In den Erzählungen von Monique Schwitter wird gespielt, sehr ernst und auf hohem Niveau; ihre Personen wissen, dass sie spielen - auch wenn sie es ernst meinen. Sie können gar nicht anders: das Als-ob ist ihnen zur Notwendigkeit geworden, egal ob es um sexuelles Begehren geht oder um anderes, egal ob sie ihre eigene Ironie durchschauen oder nicht.

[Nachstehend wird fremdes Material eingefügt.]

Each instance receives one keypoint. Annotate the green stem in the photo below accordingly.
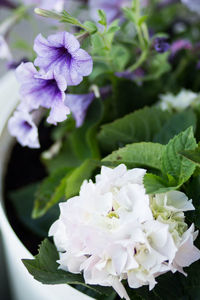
(139, 62)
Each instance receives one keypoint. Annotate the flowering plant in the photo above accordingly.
(111, 88)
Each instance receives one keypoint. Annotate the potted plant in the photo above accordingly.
(118, 120)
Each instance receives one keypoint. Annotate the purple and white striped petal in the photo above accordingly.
(24, 129)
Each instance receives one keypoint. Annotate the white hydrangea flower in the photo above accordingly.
(113, 231)
(179, 102)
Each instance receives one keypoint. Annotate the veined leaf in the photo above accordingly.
(176, 165)
(44, 268)
(175, 125)
(138, 126)
(137, 155)
(50, 192)
(192, 155)
(76, 178)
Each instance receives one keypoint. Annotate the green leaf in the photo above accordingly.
(50, 192)
(84, 140)
(44, 268)
(142, 20)
(137, 155)
(120, 57)
(173, 163)
(138, 126)
(91, 27)
(23, 201)
(76, 178)
(192, 155)
(156, 185)
(175, 125)
(159, 66)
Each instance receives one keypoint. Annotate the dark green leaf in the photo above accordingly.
(76, 178)
(23, 201)
(156, 184)
(175, 125)
(44, 268)
(192, 155)
(139, 126)
(138, 155)
(173, 163)
(50, 192)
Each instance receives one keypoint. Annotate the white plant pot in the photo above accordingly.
(22, 283)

Die Intelligenz, mit der Monique Schwitter diese ernsthaften und manchmal durchaus heftigen Simulationen transparent macht, ist so groß wie das Vergnügen, das die Lektüre bereitet.

Eine schonungslose und neugierige neue Erzählerin, und die Erzählungen sind ihre Sonden, mit denen sie das Unbekannte abtastet.
Diese Geschichten sind geschrieben mit einem unerbittlichen Auge für Situationen, in denen alles offen ist und aus denen noch alles werden kann, und mit dem scharfen Gehör für die Sätze, die Menschen im Offenen miteinander wechseln. Zwei junge Frauen auf einer Parkbank, eine Rotweinflasche, und zwischen ihnen ein offenes Schweizermesser.


Sie denken sich Indianernamen füreinander aus und die Frage »Sag mal, wieviel Erfahrung hast du eigentlich mit Frauen« hängt in der Luft. Oder: Eine Frau kehrt auf Weihnachtsurlaub in die Heimatstadt zurück; diesmal erwartet sie ein anonymer Brief mit einer Verabredung im Zoo, »wenn's schneit beim Krokodil, sonst beim Kamel«. Alle möglichen Absender passieren vor ihrem inneren Auge Revue - und damit auch alles, wofür ðHeimatÐ steht, ein ganzes »Erinnerungspaket« aus Kindheit, Jugendzimmer, Lehrerin, Männern. Oder: Eine Autofahrt mit einem fremden Mann in einem fremden Land, sie fotografiert durch die verschmierte Scheibe die Straße voller plattgefahrener Tiere, »soundsoviel Katzen, Frösche, Füchse, Marder, Vögel.«

Monique Schwitter, Schweizerin, Katholikin, abergläubisch, bewegte Jugend, Magistra, Schauspielerin, Vegetarierin, Hundehalterin, Autofahrerin, Drogenkonsumentin, gewaltbereit und liebesbedürftig, launenhaft aber unkompliziert, stets auf der Flucht, am liebsten Richtung Berlin. Scheint in Hamburg (St. Pauli) zu wohnen. Narbe neben der rechten Schläfe, tätowiert. Augen braun, Haare braun, 1,70 m, derzeit 62 kg (morgen bestimmt weniger), stark kurzsichtig. Trägt zur Tarnung Perücken, Brillen, Mützen; spricht ausgefallene Dialekte und 23 Fremdsprachen. Möglicherweise im Besitz einer Waffe.
Monique Schwitter erhielt für ihr Prosadebüt den Robert-Waldser-Preis 2006, eine Auszeichnung im Bereich Literatur (Halbes Werkjahr) der Stadt Zürich und den Preis der Marianne und Curt Dienemann-Stiftung Luzern.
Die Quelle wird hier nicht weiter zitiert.